LUGANO - Se da Bellinzona tutti si dicono soddisfatti dell'accordo firmato oggi con l'Italia, la Lega non è per nulla d'accordo. Anzi. Attacca in un comunicato quanto siglato, sostenendo che il Ticino sia stato sacrificato sull'altare dei rapporti tra le due nazioni e chiedendo il blocco dei ristorni.
"Il deludente esito era, peraltro, nell’aria", inizia la nota. "L’accordo firmato, a quanto risulta, contiene delle differenze importanti rispetto alla versione del 2015. Naturalmente differenze a vantaggio dell’Italia. La quale è assai poco sospetta di sottoscrivere trattati che non sono nel proprio esclusivo interesse", così attacca l'Italia.

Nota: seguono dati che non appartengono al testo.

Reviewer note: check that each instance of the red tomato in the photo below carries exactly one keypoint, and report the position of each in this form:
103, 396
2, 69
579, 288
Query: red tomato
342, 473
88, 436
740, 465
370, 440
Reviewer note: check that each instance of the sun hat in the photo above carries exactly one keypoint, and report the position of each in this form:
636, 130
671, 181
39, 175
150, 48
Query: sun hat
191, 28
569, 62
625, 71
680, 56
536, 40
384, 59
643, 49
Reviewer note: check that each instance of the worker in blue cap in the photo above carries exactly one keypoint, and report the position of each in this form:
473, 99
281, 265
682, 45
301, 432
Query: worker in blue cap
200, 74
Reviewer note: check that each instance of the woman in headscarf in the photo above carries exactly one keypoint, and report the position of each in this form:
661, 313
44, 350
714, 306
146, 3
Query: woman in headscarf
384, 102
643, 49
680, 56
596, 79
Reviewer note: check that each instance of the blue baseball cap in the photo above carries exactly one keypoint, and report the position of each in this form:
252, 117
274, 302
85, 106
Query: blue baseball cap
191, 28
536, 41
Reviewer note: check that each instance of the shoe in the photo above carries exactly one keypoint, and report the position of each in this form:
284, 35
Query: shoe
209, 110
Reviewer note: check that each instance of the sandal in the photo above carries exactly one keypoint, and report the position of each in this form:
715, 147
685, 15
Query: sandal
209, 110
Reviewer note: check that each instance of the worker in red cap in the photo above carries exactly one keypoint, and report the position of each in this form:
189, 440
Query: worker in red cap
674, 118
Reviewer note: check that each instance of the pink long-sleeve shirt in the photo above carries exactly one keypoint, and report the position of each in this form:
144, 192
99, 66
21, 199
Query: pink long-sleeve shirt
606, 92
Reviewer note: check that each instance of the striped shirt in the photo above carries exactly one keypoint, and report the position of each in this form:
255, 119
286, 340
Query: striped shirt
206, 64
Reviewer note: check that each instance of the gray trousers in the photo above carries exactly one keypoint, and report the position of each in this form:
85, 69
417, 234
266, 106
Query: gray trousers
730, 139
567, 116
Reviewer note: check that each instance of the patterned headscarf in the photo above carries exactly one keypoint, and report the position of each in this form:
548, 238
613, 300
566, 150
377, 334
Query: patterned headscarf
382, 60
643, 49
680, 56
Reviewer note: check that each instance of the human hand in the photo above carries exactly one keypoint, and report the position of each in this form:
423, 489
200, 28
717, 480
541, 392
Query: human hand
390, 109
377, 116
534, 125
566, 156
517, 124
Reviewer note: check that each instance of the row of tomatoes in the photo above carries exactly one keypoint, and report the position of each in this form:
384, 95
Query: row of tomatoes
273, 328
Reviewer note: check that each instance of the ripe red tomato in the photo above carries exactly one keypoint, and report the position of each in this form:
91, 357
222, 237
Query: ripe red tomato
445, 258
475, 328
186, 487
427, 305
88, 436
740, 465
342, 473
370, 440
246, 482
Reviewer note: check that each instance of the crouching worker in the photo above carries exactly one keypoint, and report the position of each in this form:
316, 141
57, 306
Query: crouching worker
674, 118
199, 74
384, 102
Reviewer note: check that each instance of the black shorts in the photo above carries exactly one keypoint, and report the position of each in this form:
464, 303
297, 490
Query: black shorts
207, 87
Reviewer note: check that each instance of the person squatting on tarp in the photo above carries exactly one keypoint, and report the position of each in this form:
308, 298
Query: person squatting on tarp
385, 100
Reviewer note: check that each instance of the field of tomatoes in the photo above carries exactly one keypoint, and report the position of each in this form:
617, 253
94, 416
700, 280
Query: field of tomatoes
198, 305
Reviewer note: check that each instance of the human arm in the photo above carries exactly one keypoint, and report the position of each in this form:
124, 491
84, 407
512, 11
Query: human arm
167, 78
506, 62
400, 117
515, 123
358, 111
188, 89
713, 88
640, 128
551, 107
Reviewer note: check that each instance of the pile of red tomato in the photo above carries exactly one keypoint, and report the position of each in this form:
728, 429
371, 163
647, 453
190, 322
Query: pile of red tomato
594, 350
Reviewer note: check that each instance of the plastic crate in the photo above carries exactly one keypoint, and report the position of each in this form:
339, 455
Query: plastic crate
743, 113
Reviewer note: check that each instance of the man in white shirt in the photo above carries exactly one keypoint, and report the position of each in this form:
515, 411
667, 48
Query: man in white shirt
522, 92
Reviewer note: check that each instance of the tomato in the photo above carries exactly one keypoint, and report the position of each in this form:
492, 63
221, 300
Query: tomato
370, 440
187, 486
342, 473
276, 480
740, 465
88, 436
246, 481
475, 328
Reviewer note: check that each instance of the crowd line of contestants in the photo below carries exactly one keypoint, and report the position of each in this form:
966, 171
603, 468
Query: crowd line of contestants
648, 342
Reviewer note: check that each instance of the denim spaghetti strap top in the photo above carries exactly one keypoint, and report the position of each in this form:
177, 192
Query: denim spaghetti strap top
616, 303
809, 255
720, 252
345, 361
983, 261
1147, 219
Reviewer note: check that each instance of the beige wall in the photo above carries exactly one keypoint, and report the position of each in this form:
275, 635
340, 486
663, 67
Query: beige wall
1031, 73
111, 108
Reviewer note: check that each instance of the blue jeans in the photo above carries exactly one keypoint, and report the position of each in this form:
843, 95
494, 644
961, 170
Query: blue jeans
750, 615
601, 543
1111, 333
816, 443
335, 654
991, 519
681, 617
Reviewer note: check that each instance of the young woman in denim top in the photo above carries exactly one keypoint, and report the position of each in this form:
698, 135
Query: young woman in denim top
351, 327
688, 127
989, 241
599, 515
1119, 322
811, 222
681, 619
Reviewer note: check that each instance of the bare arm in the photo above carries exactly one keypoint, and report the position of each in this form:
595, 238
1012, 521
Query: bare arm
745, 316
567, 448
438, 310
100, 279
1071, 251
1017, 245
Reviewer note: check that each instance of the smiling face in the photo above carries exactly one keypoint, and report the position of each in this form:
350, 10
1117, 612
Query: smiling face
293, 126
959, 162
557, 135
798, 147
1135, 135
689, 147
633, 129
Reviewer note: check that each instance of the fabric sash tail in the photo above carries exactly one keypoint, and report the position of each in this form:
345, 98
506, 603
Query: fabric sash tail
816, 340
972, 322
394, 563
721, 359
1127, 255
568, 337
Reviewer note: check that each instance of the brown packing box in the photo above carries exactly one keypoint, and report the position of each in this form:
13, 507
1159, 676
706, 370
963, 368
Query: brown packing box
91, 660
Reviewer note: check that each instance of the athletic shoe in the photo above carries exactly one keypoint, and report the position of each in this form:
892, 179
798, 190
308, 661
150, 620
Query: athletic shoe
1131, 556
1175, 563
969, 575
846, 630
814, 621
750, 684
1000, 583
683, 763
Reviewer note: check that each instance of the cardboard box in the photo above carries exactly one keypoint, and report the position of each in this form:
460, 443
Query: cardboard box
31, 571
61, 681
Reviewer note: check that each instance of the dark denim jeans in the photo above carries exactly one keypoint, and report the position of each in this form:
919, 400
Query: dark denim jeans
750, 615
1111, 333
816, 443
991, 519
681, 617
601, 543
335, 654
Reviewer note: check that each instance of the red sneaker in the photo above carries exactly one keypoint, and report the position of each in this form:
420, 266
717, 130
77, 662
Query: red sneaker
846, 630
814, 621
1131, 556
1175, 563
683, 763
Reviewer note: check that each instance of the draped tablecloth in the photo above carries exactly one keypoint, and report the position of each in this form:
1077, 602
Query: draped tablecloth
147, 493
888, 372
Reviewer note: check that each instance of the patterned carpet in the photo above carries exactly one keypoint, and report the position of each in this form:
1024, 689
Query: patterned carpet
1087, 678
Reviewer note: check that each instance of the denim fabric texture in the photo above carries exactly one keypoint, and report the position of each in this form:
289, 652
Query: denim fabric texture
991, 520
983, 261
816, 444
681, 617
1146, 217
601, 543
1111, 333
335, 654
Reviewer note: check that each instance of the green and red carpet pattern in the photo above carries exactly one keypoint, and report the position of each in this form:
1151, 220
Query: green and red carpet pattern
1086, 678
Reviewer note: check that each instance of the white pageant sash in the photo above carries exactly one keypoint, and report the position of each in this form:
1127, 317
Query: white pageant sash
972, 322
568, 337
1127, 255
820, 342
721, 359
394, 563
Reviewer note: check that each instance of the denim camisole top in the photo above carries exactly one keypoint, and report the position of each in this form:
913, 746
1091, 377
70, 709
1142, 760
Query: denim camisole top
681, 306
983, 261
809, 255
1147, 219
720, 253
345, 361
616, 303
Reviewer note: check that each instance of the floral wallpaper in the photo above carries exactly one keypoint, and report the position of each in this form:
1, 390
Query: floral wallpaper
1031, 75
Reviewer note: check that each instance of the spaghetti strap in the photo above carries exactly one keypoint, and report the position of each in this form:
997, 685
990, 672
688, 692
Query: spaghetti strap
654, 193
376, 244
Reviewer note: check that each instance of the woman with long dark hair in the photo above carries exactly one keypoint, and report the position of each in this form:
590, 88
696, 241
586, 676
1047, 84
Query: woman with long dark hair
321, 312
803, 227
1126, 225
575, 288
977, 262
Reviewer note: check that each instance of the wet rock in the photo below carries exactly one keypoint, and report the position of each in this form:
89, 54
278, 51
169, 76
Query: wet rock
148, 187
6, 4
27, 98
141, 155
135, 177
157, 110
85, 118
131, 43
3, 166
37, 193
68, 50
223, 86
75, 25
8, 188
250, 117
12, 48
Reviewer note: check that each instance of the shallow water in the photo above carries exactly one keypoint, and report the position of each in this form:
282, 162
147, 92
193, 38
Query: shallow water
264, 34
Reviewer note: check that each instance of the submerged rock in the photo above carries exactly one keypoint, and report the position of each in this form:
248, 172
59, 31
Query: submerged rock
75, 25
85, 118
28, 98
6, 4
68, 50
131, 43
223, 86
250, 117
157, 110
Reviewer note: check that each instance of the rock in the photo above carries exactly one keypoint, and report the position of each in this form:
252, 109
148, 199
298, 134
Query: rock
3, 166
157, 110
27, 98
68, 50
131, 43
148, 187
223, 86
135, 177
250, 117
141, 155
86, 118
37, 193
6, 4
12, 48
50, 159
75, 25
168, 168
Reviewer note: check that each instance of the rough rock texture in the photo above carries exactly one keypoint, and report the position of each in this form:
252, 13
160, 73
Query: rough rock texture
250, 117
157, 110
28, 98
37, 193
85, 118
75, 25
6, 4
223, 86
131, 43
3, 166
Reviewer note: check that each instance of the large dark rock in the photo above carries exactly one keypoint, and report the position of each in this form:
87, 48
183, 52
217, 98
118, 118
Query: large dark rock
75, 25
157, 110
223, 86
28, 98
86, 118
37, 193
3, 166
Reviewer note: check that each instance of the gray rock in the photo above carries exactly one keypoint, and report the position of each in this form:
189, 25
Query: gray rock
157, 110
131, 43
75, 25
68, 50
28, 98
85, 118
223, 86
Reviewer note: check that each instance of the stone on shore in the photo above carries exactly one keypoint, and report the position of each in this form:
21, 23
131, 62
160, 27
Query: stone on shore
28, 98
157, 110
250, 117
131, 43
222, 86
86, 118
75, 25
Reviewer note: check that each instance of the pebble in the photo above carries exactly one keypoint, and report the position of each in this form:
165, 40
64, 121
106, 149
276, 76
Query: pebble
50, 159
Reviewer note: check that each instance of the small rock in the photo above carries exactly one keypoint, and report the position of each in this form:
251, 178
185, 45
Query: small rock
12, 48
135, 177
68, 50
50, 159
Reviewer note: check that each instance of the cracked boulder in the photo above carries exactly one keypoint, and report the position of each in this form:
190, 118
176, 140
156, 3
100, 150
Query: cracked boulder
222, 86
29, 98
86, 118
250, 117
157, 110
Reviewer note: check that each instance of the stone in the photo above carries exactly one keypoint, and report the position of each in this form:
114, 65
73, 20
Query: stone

"L’applicazione del nuovo regime fiscale solo ai nuovi frontalieri, e la permanenza dei frontalieri già presenti sotto il “vecchio” regime fino all’età del pensionamento, suona come una presa in giro. È evidente che, a queste condizioni, uno degli effetti auspicati con il cambiamento di sistema, ossia una maggiore pressione fiscale sui permessi G in funzione “antidumping”, viene a cadere", sostiene la Lega.
Che se la prende coi ristorni, un suo cavallo di battaglia. "L’accordo avrebbe dovuto prevedere la tassazione dei frontalieri in base alle aliquote italiane, ben superiori a quella dell’imposta alla fonte elvetica. Al Ticino sarebbe andato l’equivalente dell’imposta alla fonte attualmente prelevata, comprensiva della quota che viene ristornata; la differenza l’avrebbe incassata l’Italia. Oggi come non mai, a causa anche della crisi economica generata dalla pandemia, è essenziale che i quasi 100 milioni all’anno di ristorni rimangano in Ticino, per le necessità cantonali".
E la road map? L'Italia "rimane inadempiente sulla cosiddetta roadmap del 2015: pensiamo in particolare all’accesso degli operatori finanziari svizzeri al mercato della vicina Penisola. È manifesto che, a seguito della firma odierna, tutti gli altri punti della roadmap finiranno nel
dimenticatoio" (in realtà in conferenza stampa si è detto che se ne parlerà prossimamente).
"Per l’ennesima volta la Confederazione ha accettato una soluzione minimalista che non risponde in modo adeguato né agli interessi né alle legittime aspettative del Ticino, le quali ancora una volta risultano sacrificate sull’altare dei presunti “buon rapporti” tra Svizzera ed Italia. La Confederazione, già da anni, avrebbe dovuto disdire unilateralmente la
Convenzione del 1974, ciò che avrebbe portato alla decadenza dei ristorni. Un passo che, in base alla perizia commissionata dal CdS all’Università di Lucerna, risulta essere percorribile. La Lega dei Ticinesi continuerà a perorare questa opzione", prosegue la Lega, che "invita ancora una volta il Consiglio di Stato a decidere il blocco dei ristorni dei frontalieri, anche in considerazione delle necessità ticinesi a seguito della crisi da coronavirus".